Alternative Insulation Options

There are several alternative insulation materials available beyond Double-Bubble and Fiberglass. These alternatives offer varying advantages in terms of efficiency, installation ease, environmental impact, and overall performance. Here are some notable options:

  1. Spray Foam Insulation: This insulation type has gained popularity due to its exceptional sealing properties. Spray foam expands upon application, effectively filling gaps and creating an airtight seal. It provides high R-Values (a measure of insulation’s effectiveness) and can be used in various areas, including walls, ceilings, and roofs. Spray foam insulation tends to cost more upfront and save more in energy costs over time.
  2. Rigid Foam Insulation: Available in different materials like expanded polystyrene (EPS), extruded polystyrene (XPS), and polyisocyanurate, rigid foam boards offer high R-values per inch of thickness. Price of rigid foam insulation varies dependent on the material. They are moisture-resistant and can be used in wall cavities, under roof sheathing, or as exterior insulation.

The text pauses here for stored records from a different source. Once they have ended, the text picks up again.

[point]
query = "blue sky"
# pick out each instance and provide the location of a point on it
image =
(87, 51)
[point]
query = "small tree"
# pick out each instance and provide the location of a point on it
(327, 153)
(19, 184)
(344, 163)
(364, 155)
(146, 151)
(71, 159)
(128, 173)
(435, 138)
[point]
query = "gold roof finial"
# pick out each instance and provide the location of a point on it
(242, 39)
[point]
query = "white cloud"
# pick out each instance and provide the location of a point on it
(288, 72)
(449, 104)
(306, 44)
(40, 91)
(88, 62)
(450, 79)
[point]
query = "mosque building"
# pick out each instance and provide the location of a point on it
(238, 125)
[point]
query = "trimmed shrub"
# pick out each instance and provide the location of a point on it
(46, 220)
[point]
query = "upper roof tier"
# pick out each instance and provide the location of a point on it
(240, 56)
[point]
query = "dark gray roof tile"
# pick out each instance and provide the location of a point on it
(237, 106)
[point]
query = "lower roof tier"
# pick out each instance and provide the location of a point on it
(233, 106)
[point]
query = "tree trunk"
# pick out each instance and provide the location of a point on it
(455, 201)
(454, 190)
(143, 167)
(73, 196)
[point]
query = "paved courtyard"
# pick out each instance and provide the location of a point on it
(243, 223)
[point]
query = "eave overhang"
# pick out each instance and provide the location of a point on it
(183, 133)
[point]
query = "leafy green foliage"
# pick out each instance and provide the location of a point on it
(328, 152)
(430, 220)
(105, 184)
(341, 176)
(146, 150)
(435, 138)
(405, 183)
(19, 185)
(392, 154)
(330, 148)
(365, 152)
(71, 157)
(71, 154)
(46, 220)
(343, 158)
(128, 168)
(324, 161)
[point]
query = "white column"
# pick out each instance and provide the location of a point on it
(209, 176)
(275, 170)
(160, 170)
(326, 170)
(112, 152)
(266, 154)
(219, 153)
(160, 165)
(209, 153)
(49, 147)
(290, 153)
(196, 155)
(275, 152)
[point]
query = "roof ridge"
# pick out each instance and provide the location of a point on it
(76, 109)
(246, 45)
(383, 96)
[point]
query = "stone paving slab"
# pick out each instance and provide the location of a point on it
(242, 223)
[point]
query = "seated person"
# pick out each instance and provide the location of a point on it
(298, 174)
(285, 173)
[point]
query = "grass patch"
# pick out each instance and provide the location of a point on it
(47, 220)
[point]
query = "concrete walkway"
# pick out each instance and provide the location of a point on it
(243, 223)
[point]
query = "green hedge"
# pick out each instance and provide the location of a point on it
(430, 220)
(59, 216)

  3. Reflective Insulation: Reflective insulation, such as radiant barrier foil, works by reflecting heat away from the building. It typically consists of a layer of foil-faced materials designed to reduce radiant heat transfer. Reflective insulation is often used in attics, under the roof, or on walls and can complement other types of insulation. This is a relatively affordable option compared to others, but often used in combination with other insulating materials.

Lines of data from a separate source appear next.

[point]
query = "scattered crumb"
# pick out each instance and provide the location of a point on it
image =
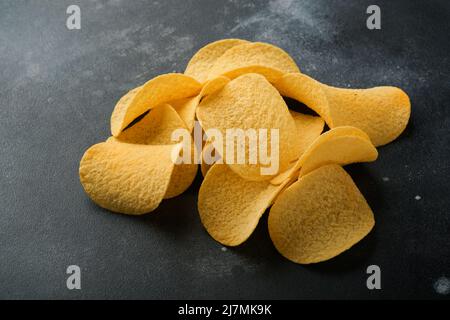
(442, 285)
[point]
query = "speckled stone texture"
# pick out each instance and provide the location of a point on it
(58, 89)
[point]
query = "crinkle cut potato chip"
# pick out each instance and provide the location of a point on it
(320, 216)
(237, 106)
(381, 112)
(230, 207)
(341, 145)
(201, 63)
(186, 107)
(162, 89)
(127, 178)
(256, 57)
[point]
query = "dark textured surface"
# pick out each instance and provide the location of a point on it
(58, 88)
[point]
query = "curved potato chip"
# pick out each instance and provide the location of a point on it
(237, 107)
(127, 178)
(201, 63)
(256, 57)
(309, 129)
(155, 128)
(208, 148)
(381, 112)
(182, 177)
(320, 216)
(230, 207)
(186, 107)
(341, 145)
(159, 90)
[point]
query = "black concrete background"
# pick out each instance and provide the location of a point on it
(58, 88)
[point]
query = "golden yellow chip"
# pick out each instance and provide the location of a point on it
(155, 128)
(127, 178)
(257, 57)
(182, 177)
(320, 216)
(381, 112)
(341, 145)
(186, 108)
(237, 106)
(201, 63)
(208, 158)
(157, 91)
(309, 129)
(230, 207)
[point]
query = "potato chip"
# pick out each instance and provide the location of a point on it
(155, 128)
(257, 57)
(127, 178)
(381, 112)
(157, 91)
(341, 145)
(237, 106)
(201, 63)
(186, 107)
(320, 216)
(208, 149)
(182, 177)
(230, 207)
(309, 129)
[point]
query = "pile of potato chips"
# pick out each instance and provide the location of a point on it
(316, 212)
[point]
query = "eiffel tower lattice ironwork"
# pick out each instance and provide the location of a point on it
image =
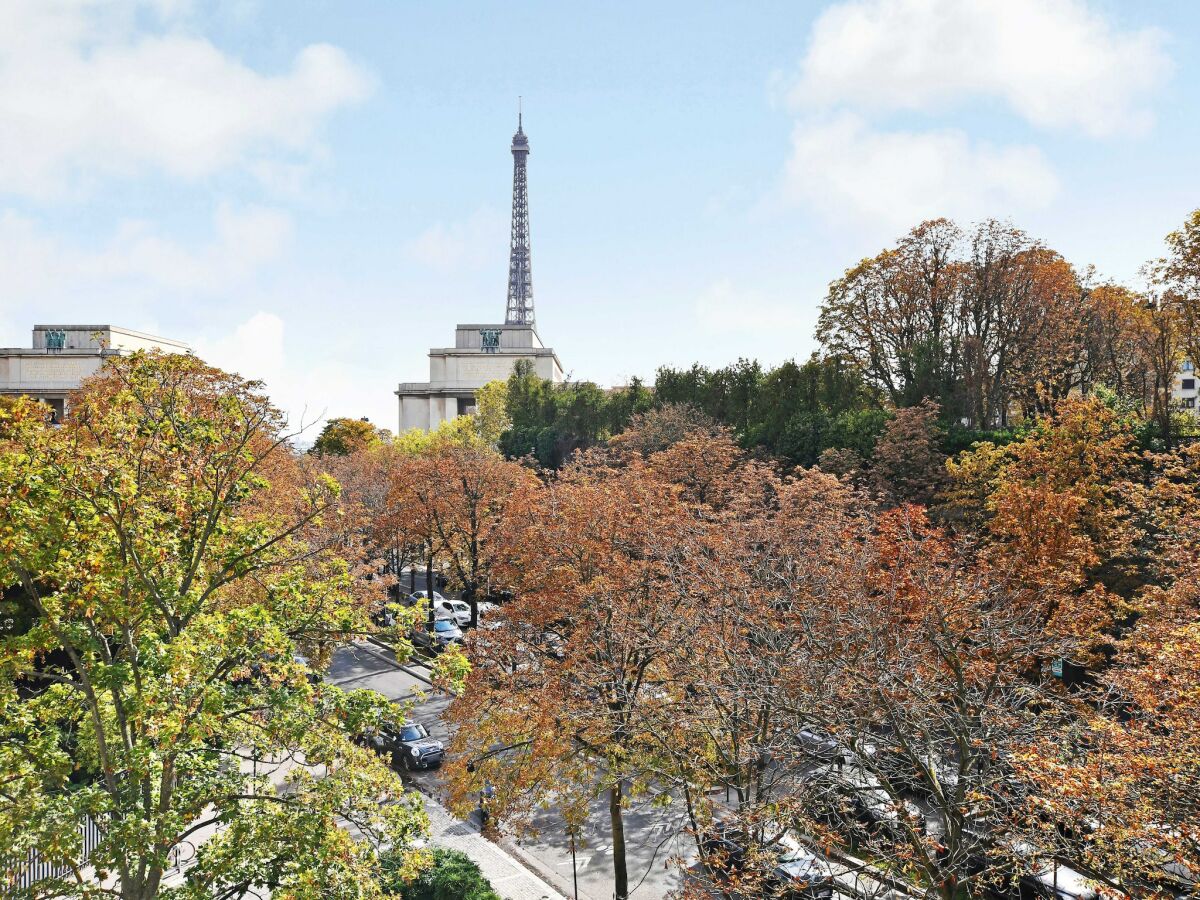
(520, 310)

  4. Natural Fiber Insulation: Materials like cotton, wool, and cellulose derived from recycled paper are becoming popular as eco-friendly alternatives. These materials offer good thermal performance, are often treated for fire resistance, and can be blown or installed in batt form. Natural fiber insulation costs vary depending on material, but tend fall into the moderate range.
  5. Aerogel Insulation: Known for its exceptional thermal performance, aerogel is a highly porous material that traps air, making it an excellent insulator. Despite being lightweight, it provides remarkable insulation in thin layers, making it suitable for applications where space is limited. Aerogel insulation is considered one of the more expensive options due to its advanced technology and superior insulating properties.
  6. Vacuum Insulation Panels (VIPs): These panels consist of a core material enclosed in a gas-tight envelope with the air removed, creating a vacuum. VIPs offer outstanding insulation with minimal thickness, making them useful in situations where space is a concern. VIPs high-performance capabilities and advanced design put in among the most expensive insulation options available.